It is the first month of school and even after fifteen years of this routine, September still feels like the actual New Year for those of us who teach. I am decidedly a full-on adult at thirty-two and my back to school outfit is a thick coat of fear. It does not escape me, the funny fact that I am asking my high school students to amp up their bravery while I am shaking in my boots. Most of these young people do not consider themselves writers, and conveniently forget they signed up for the creative writing elective in the first place.
The class is called, to the point, Poetry & Activism. I teach creativity, which allows me to facilitate beyond the strictures of tests, and my grades are based on a scale of are you awake and how much do you care? In order to get to the gut of what makes us tick, what turns up our heat, what makes us want to care about each other, about the world, about life outside of the Internet, I know we have to redefine the classroom space. This takes time. Public school is an emotional landmine. It takes a slow heart and a steady patience to gently lead into a space of guided vulnerability.
I’ve been teaching a long time. I want to fast forward the process this round. I am impatient. I want to get to that good spot quick, I don’t always want to do the necessary work. I press the go button early on, asking my students to draw a cross in their notebook and write in each quadrant: safe, not safe, brave, not brave. Dear students, what makes you feel unsafe? I ask them to write a list under each heading. The lists are real, but not yet vulnerable— a vague New York City fear dump — heavy but still ethereal and distanced, untethered to any personal truth: weapons, street harassment, bullying, jerks. No details or stories, nothing to rattle up a specific pain or incriminate them in the act of not belonging.
The next day we write a new prompt on safety: what is a classroom experience where you felt safe, and why?
The most popular response I encounter reads, when a teacher actually, really cares about who I am and my stories. It is going to be a long year, but I am relieved. I really, actually care so I might be in the clear. The students start to respond to my cheesy jokes, a few familiar faces pepper the room. Sometimes I slip out a few accidental curses aimed at injustice when our class enters a heated conversation, and the students have stopped blinking at this. I’m an artist. They get it. Most of the time, they are still not impressed by what I’d like to consider my coolness. They know they’re the masters of new slang, holding the baton of cool and waving it above my head, laughing when I ask, what does in my bag mean? A small tingle is in the air. There are some details in the pages beginning to emerge slowly, lightly, the way color seeps nearly invisibly into the season’s leaves. We are going to get somewhere.
So, what am I actually afraid of? I ask this question to the cursor blinking on the computer screen. Annie Dillard said one must write like an orphan.
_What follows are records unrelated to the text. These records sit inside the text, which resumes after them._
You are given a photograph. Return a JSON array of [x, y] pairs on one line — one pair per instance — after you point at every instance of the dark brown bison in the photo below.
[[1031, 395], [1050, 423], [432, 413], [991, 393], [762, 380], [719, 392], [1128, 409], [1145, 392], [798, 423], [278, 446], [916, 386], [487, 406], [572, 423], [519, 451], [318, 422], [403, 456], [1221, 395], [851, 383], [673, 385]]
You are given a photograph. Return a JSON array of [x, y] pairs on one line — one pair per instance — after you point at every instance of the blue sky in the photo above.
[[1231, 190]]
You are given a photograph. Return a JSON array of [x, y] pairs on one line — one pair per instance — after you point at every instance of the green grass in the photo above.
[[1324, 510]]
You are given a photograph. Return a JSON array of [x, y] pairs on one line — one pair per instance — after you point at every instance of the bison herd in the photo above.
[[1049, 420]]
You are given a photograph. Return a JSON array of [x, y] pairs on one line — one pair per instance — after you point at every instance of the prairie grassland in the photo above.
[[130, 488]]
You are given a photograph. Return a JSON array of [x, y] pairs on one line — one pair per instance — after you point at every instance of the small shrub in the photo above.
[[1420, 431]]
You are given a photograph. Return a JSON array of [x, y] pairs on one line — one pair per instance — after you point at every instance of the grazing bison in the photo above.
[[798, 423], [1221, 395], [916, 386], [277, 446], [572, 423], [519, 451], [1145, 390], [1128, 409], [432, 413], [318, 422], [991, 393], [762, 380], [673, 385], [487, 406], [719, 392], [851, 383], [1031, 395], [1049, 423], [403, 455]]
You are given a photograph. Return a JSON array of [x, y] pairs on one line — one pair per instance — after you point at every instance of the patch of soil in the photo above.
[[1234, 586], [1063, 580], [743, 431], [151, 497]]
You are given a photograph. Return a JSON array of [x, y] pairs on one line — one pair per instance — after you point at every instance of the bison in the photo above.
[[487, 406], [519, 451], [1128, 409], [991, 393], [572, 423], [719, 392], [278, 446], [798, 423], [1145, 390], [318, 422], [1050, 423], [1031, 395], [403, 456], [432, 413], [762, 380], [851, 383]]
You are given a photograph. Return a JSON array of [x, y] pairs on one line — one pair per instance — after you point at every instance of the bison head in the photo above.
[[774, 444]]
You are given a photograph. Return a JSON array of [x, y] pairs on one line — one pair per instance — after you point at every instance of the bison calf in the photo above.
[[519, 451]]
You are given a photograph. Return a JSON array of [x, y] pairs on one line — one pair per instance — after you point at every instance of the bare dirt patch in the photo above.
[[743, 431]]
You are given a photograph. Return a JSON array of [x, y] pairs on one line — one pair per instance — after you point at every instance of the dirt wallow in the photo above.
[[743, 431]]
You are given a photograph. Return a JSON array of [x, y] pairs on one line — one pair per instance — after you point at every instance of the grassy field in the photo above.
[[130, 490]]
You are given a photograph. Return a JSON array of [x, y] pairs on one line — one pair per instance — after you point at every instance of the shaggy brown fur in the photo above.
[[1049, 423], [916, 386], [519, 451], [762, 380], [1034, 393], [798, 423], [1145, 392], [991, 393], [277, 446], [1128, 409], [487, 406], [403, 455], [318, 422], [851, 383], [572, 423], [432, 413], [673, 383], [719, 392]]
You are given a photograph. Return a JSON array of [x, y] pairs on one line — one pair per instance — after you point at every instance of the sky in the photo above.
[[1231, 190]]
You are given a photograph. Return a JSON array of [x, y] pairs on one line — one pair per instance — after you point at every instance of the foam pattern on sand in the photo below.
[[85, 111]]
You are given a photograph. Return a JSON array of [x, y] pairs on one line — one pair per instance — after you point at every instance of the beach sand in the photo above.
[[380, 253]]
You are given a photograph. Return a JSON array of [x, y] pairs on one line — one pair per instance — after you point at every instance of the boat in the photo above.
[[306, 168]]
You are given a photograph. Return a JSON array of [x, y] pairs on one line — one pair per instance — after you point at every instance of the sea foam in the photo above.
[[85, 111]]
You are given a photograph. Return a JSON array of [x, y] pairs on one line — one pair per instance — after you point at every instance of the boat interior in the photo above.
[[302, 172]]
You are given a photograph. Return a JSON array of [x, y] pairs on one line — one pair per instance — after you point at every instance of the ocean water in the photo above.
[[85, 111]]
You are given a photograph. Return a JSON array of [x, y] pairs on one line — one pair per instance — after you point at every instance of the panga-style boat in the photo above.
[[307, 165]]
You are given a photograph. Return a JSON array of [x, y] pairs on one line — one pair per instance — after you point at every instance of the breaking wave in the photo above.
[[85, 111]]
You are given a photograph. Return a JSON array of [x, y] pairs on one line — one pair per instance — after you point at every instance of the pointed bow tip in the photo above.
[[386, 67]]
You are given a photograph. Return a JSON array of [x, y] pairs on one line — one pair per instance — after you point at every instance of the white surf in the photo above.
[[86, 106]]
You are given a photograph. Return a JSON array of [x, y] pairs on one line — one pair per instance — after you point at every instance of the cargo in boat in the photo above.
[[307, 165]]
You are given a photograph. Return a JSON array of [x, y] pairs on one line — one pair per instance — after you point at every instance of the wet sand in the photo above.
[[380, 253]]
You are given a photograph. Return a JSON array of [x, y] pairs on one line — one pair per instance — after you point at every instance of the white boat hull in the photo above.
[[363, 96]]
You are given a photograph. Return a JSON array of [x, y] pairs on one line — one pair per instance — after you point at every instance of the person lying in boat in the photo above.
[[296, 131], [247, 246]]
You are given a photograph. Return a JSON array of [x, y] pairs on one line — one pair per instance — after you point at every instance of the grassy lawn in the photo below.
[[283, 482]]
In my case, I must write as if I am not a teacher. Technically, I am a Writer in Residence now, the fancy title that underscores my identity as an artist. This suggests there is value in my ability to balance the world of education and my own writing, my creatively lived experience beyond the classroom. But we’ve all heard stories that frighten us, and the one I keep in mind is the cautionary tale of a full-time high school teacher with the Department of Education who had been, though couched in less direct terms, fired from teaching high school for publishing an essay about her younger days as a sex worker. Her story follows me down the hallways, taps on my shoulder while I’m writing, remember me, I’m still scary, and I’m still possible.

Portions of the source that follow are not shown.